In 1976, Molly was swept up by the New York Times to add some writing panache to the Grey Lady, but she brought more spice than the Times could handle. "Molly doesn't sand down," friend Adam Clymer said. Her legendary description of a community chicken killing event as a "gang pluck" was one wince too far for the Times, and she was back in Texas.

That's where I remember her. In the decade of the '80s Austin was a grand place to be if you were a journalist or a politician. Texas politics was raucous and raw. There was booze, smoke-filled rooms (including Molly's office) and an abundance of colorful characters, some wearing diamonds in their cowboy boots, others brawling on the state senate floor. And there were newspaper wars going on and money being spent on investigative journalism and grand photo essays. For a decade, Molly wrote for the Dallas Times Herald, until it was swallowed up by the Dallas Morning News in 1992. Oh, I envied her, and I am sure that I was not alone — to be a political columnist in that decade before so much of politics turned to spin and pablum.

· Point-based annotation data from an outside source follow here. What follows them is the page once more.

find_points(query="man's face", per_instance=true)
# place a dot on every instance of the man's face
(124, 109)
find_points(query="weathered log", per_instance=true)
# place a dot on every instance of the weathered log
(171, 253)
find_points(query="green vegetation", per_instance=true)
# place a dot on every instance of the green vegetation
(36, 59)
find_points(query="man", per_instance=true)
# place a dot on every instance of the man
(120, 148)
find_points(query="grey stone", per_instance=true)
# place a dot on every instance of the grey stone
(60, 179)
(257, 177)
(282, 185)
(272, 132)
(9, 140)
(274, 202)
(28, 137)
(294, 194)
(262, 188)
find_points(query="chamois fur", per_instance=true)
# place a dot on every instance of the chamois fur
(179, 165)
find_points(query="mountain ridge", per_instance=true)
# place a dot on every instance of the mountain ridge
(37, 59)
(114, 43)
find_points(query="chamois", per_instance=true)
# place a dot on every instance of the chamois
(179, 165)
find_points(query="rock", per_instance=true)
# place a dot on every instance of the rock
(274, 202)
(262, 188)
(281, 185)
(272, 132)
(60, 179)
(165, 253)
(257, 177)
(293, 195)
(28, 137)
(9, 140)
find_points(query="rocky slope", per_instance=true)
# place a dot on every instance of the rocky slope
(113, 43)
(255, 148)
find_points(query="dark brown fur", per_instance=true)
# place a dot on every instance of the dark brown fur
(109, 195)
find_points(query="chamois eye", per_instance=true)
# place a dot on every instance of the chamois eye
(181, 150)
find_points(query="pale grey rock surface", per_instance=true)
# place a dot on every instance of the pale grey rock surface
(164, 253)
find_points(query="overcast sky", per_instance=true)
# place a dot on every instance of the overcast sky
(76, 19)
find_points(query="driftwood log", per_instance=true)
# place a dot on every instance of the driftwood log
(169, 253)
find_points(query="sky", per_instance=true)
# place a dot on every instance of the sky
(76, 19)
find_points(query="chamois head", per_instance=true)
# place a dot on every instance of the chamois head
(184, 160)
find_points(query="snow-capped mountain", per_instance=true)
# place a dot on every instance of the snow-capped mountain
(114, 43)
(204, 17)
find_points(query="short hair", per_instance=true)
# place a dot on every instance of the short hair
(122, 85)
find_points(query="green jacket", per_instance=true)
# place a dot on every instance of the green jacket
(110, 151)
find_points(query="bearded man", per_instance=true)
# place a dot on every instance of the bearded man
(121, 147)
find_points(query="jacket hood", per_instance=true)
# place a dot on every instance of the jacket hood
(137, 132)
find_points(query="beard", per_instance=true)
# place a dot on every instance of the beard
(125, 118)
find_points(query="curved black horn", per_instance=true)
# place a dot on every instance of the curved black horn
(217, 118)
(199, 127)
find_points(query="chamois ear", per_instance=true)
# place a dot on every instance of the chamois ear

Now, with her books about Bush and her columns, including her final column about her opposition to the war, she is lauded as a great liberal. That's the way things are now, labels must apply. But Molly captured the joy of politics for all of us. One story she told last fall when Ann Richards died is a glimpse of what fun it all was:

Molly and then Texas Comptroller Bob Bullock (as canny a politician as ever lived), his personnel director Charles Miles and Ann Richards were leaning on the back wall of a popular watering hole during a typical Austin political shindig. A local county official from east Texas, "some old racist judge," as Molly called him, approached. Bullock, who had yet to swear off drinking, introduced the official "to my good friend Molly Ivins." The man was aghast, but he was taken aback further when Bullock introduced him next to his personnel director, Miles, an African American. Then Richards leaned forward, proffered a hand, according to Molly, and said, "How do you do, I'm Mrs. Miles."

Laughter as big as Texas — that's what Molly gave us.